IVIG is the best available treatment for SCLS and is nowadays considered the gold standard of care. And that is so because it has been associated with a dramatic reduction in the occurrence of SCLS attacks in most patients, with no or minimal side effects. In my case, I had 5 serious episodes of SCLS in the 9 months before being put on IVIG, and I have had zero episodes of SCLS in the 7 years since then. On the other hand, steroids including a corticosteroid like Prednisone, while they can help to prevent or shorten episodes of SCLS, have well-known damaging side-effects. These include fluid retention, weight gain, increased blood sugar (which can lead to diabetes), change in body shape (increase in fatty tissue on the trunk while the arms and legs get thinner), increased susceptibility to infections, acne, thinning of the skin, easy bruising, increase in blood pressure, unfavorable changes in cholesterol levels, irritation of the stomach and small intestine lining, ulcers, bleeding, early cataracts and glaucoma, thinning of the bones leading to osteoporosis, and etc. One of the first SCLS patients I ever came to know had been treated with steroids for many years. She eventually died from steroid-related damage and complications -- and not from SCLS. And yes, I've also known confirmed SCLS patients who thought that since they had not had any, or any serious, episodes of SCLS in a while, they should not subject themselves to an IVIG therapy. They too eventually died from major episodes of SCLS which seemingly came from nowhere. Keep reading the information in this website and make your own informed choice. It's only your life that's at stake.
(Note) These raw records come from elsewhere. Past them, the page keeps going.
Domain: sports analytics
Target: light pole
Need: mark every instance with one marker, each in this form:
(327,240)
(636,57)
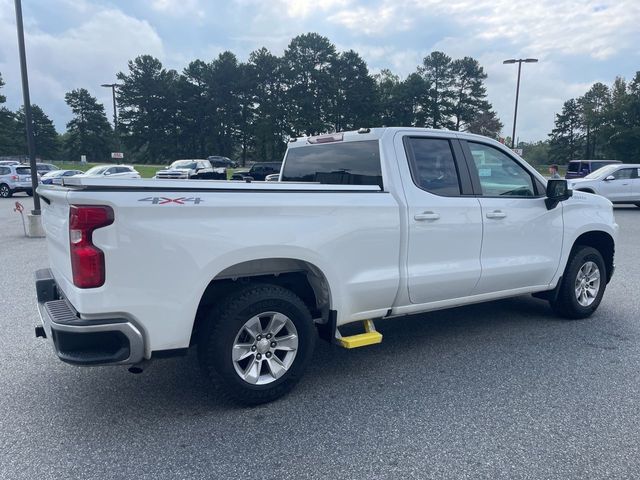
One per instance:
(28,119)
(519,61)
(113,86)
Hi garuam... Hey, 7 out of ten people who responded to the survey are on IVIG. They are sailing along well. (With some headaches etc which seems to come if the infusion rate is fast). But the others? Well their main problem is uncertainty. Uncertain if they'll get another attack. Uncertain about other side effects. Etc etc. As Arturo says, "you can spend your life with uncertainty, and side effects, or you can go for gold." It's up to you. C'mon. You are worth better than seconds. Btw, one effects of steroids/weight gain not mentioned is bad news for your ovaries. Even at low dose. Whatever you do, just keep positive. John

I'm receiving IVIG today. The first attempt went poorly and had to be stopped. As much as this is making me feel terrible, I'm desperate to feel normal and look like myself again. I'll gladly take the nausea, flu like symptoms and paresthesia once or twice a month to avoid the risk of an acute attack, and the chronic symptoms as well. Theophylline, Terbutaline and steroids only served to slow it down. Hopefully this will go well enough over the next 10-12 hours that I can see results.